バチバチと見えない火花を目の前の女性と走らせます。
この人は一体誰なのでしょうか?私に見せつけるようにまどかさんを後ろから抱きしめて、こちらを笑顔で見ています。
羨ましいです。私もあれをやりたいですね。
それはともかく、彼女は表面上は綺麗な笑顔ですがあれはこちらを敵視しています。心の中で何を考えているのかは大体分かります。
「気安く私のまどかに近づかないで!!」といったところでしょうか。
このまま黙っておくのも癪なのでこちらからいきましょうか。
「初めまして。三ヶ瀬鈴葉と言います。近い将来私はまどかさんと結婚して平塩鈴葉となりますのでよろしくお願いします」
初対面に牽制としてはこれぐらいがちょうど良いでしょう。
目の前の女性は明らかにムッとするとこちらをジト目で見てきます。
ふふふ、甘いですね。この程度で表情を乱すなんて甘すぎます。もう少しポーカーフェイスを磨いた方が良いですよ。

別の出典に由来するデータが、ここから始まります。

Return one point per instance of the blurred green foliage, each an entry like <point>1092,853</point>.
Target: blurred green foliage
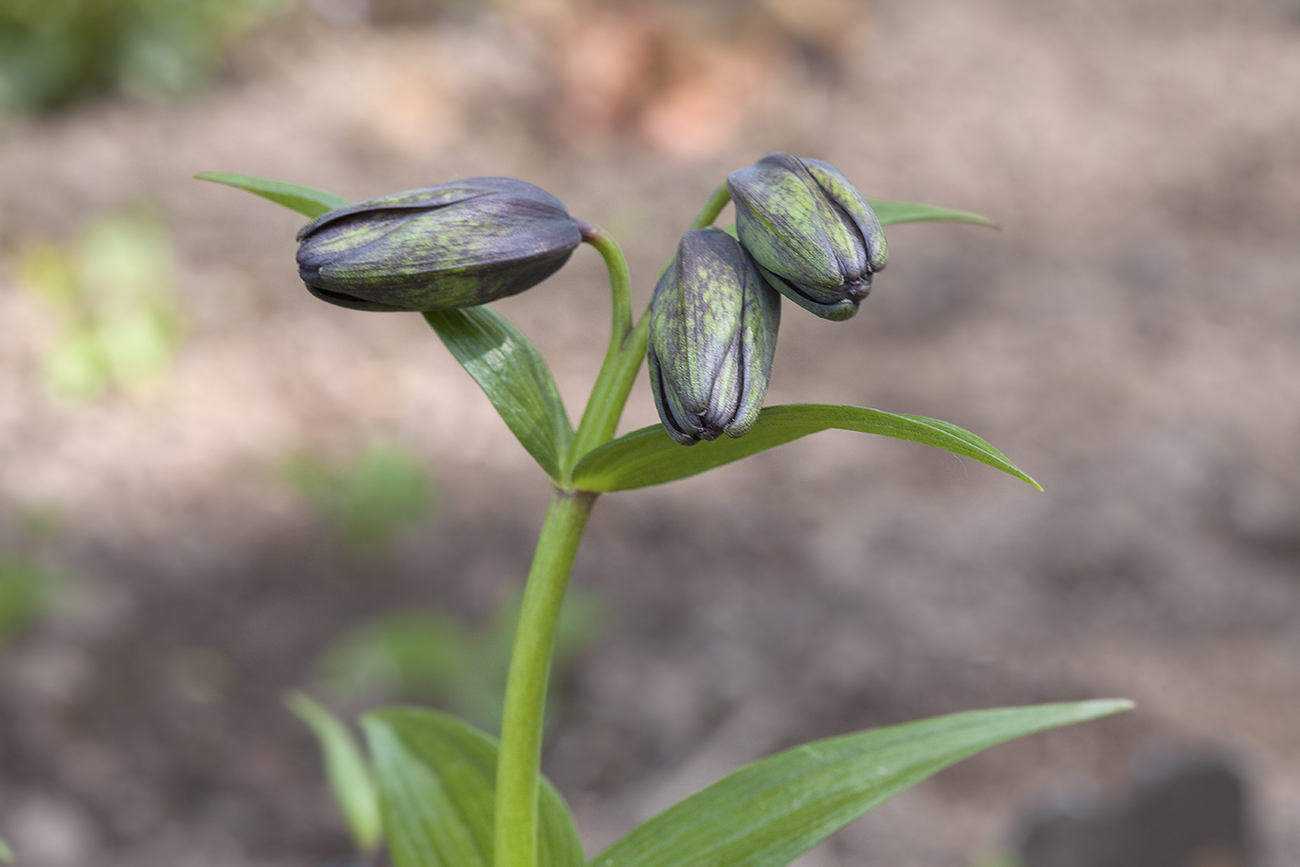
<point>26,594</point>
<point>432,655</point>
<point>115,295</point>
<point>367,499</point>
<point>59,52</point>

「私の目の前で嫁宣言されたけど私は許さないから!!私はまどかのお姉ちゃんの平塩玲華よ!!お姉ちゃんはあなたを義妹なんて認めないから!!」
憤慨した様子で言ってきます。普通の人であれば玲華さんのことを可愛いと言うのでしょうが、私は何も感じません。
なぜならまどかさん一筋ですから。
「ねぇまどか?えーっと鈴葉ちゃん?と2人で話したいから少し自分の部屋に行っててくれない?」
「.............いいけど、お姉ちゃん放してくれないと歩けないんだけど........」
「あはは、ごめんね」
玲華さんはまどかさんを送り出します。ですがなんの未練もないなんておかしいですね。
さっきまで私に見せつけるように抱きしめていたはずなのに、今度はあっさりと送り出すなんて何を考えているのでしょう?
「先に謝ります。あんな態度をとってごめんなさい」
え?急にどうしたんですか?
「正直な話をすれば鈴葉ちゃんがまどかと結ばれることには反対はないの。........悔しいけどね鈴葉ちゃんの方がまどかのことを理解してる。それも私なんかとは比べものにならないくらいにね」
そんなことはありません。絶対にです。この前だってやっとまどかさんの本音を語っていただきました。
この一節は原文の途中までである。